Yekaterina Mulyuk-Timofeyeva

Personal information
- Born: 13 November 1976 (age 49) Mazyr, Belarus
- Height: 1.62 m (5 ft 4 in)
- Weight: 53 kg (117 lb)

Sport
- Sport: Archery
- Club: Army Sports Club / Trade Union Sports Club Minsk/Gomel

Medal record
Representing Belarus
World Championships
| Silver medal – second place | 2013 Belek | Team |

= Yekaterina Mulyuk-Timofeyeva =

Belarusian archer (born 1976)

Yekaterina Nikolayevna Mulyuk-Timofeyeva or Katsiaryna Mikalayeuna Muliuk (Кацярына Мікалаеўна Мулюк; Екатерина Николаевна Мулюк-Тимофеева; born 13 November 1976) is a Belarusian archer.
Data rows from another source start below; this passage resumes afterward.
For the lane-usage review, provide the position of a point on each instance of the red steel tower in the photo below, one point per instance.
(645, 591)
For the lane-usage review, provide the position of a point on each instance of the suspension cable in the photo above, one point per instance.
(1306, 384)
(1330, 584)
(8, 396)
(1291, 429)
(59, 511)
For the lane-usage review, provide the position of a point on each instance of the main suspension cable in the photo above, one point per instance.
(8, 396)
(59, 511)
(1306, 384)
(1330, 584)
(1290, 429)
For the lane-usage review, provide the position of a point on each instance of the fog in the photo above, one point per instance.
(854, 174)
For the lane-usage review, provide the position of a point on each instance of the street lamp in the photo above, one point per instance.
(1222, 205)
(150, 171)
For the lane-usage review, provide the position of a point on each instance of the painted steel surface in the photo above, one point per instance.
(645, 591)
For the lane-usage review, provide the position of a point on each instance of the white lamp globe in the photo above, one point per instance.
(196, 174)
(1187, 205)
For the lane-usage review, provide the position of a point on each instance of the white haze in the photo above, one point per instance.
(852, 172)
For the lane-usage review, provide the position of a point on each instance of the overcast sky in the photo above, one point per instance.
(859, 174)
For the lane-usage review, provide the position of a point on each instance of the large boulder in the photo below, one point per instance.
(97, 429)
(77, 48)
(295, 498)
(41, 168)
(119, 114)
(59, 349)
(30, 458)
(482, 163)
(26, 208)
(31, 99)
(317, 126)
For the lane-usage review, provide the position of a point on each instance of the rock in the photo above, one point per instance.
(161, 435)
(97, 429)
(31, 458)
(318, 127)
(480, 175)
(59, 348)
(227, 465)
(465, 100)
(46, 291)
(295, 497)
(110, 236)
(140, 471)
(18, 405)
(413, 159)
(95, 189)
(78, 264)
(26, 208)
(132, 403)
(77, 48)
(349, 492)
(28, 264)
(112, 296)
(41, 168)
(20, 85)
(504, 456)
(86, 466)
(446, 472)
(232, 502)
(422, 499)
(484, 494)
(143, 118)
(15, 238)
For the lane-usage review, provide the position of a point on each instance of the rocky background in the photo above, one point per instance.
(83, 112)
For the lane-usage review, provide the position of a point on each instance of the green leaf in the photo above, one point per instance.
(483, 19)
She competed in the individual event at the 2008 and 2012 Summer Olympics and finished in 23rd and 17th place, respectively. She won a silver team medal at the 2013 World Archery Championships.

At the 2008 Games she competed as Katsiaryna Muliuk. By the next Olympics she got married, gave birth and changed her name. She graduated from the Mozyr State Pedagogical University in Belarus with a degree in pedagogy in physical education.